The research is clear: Probiotics protected with an enteric coating are more effective after exposure to stomach acid, and probiotics that are kept under refrigerated conditions (4 °C) are more viable than those kept at room temperature (25 °C).[12]

Reputable, professional supplement companies keep their probiotics cold and package them in capsules with an enteric coating. So, why settle for anything less?

Probiotics do work: They can work wonders for you—but only if you make the right choice.

Dr. Ludovic Brunel, ND

Dr. Brunel has 15+ years of experience as a Naturopathic Doctor and practices in Calgary. His approach has always been to improve health outcomes by relying on the best research available.

[1]       Pubmed search: Probiotics. https://pubmed.ncbi.nlm.nih.gov/?term=probiotics · Accessed May 2021.

[2]       Gupta, V., and R. Garg. “Probiotics.” Indian Journal of Medical Microbiology, Vol. 27, No. 3 (2009): 202–209.

[3]       Chapman, C.M., G.R. Gibson, and I. Rowland. “Health benefits of probiotics: Are mixtures more effective than single strains?” European Journal of Nutrition, Vol. 50, No.°1 (2011): 1–17.

[4]       Jofré, A., T. Aymerich, and M. Garriga. “Impact of different cryoprotectants on the survival of freeze-dried Lactobacillus rhamnosus and Lactobacillus casei/paracasei during long-term storage.” Beneficial Microbes, Vol. 6, No. 3 (2015): 381–386.

[5]       Jofré, Aymerich, and Garriga. “Impact of different cryoprotectants.”

[6]       Bruno, F.A., and N.P. Shah. “Viability of two freeze‐dried strains of Bifidobacterium and of commercial preparations at various temperatures during prolonged storage.” Journal of Food Science, Vol. 68, No. 7 (2003): 2336–2339.

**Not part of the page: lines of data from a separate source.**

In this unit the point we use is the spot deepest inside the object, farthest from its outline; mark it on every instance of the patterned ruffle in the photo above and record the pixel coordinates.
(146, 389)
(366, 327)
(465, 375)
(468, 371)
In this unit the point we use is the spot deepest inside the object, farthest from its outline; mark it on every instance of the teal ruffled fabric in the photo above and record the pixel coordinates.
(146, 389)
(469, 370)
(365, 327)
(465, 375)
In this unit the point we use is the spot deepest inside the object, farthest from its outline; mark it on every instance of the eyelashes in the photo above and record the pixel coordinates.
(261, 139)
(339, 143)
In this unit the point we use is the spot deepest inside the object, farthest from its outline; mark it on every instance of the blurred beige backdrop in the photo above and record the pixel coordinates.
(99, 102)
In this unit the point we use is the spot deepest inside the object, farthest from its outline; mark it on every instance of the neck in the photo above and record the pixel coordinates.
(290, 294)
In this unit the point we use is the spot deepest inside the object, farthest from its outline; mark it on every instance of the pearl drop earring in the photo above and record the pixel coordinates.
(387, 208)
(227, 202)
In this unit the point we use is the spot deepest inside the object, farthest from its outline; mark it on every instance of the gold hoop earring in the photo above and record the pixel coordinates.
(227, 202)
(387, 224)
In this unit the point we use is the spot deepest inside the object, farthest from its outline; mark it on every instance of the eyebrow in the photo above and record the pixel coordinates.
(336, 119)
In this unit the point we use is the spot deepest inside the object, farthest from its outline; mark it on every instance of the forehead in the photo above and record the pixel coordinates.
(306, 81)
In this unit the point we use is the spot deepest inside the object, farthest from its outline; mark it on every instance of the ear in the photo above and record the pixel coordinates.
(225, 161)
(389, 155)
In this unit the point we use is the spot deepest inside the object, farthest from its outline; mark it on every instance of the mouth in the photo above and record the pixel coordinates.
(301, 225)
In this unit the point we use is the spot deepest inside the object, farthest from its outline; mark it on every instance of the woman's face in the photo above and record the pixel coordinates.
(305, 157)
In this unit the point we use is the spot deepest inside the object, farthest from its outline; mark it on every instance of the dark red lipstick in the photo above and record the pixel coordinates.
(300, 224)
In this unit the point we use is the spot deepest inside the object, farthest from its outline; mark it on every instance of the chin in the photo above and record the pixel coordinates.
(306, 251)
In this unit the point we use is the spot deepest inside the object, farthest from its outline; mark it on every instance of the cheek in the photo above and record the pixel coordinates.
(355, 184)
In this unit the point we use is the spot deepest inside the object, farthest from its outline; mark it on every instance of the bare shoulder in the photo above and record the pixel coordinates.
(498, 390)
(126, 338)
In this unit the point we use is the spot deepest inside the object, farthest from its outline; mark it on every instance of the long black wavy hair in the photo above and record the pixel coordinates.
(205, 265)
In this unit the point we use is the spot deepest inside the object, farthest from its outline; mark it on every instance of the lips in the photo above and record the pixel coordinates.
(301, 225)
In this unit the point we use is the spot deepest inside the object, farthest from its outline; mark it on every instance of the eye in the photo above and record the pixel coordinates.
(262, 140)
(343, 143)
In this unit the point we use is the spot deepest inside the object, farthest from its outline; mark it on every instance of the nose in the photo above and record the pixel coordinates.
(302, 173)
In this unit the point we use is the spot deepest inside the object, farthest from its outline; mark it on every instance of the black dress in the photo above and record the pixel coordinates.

[7]       Millette, M., A. Nguyen, K.M. Amine, and M. Lacroix. “Gastrointestinal survival of bacteria in commercial probiotic products.” International Journal of Probiotics and Prebiotics, Vol. 8, No. 4 (2013): 149–156.

[8]       Corcoran, B.M., C. Stanton, G.F. Fitzgerald, and R.P. Ross. “Survival of probiotic lactobacilli in acidic environments is enhanced in the presence of metabolizable sugars.” Applied and Environmental Microbiology, Vol. 71, No. 6 (2005): 3060–3067.

[9]       Corcoran et al. “Survival of probiotic lactobacilli in acidic environments.”

[10]    Millette et al. “Gastrointestinal survival of bacteria in commercial probiotic products.”

[11]    Govener, M., Y.E. Choonara, P. Kumar, L.C. du Toit, S. van Vuuren, and V. Pillay. “A review of the advancements in probiotic delivery: Conventional vs. non–conventional formulations for intestinal flora supplementation.” AAPS PharmSciTech, Vol. 15, No. 1 (2014): 29–43.

[12]    Arepally, D, R.S. Reddy, and T.K. Goswami. “Studies on survivability, storage stability of encapsulated spray dried probiotic powder.” Current Research in Food Science, Vol. 3 (2020): 235–242.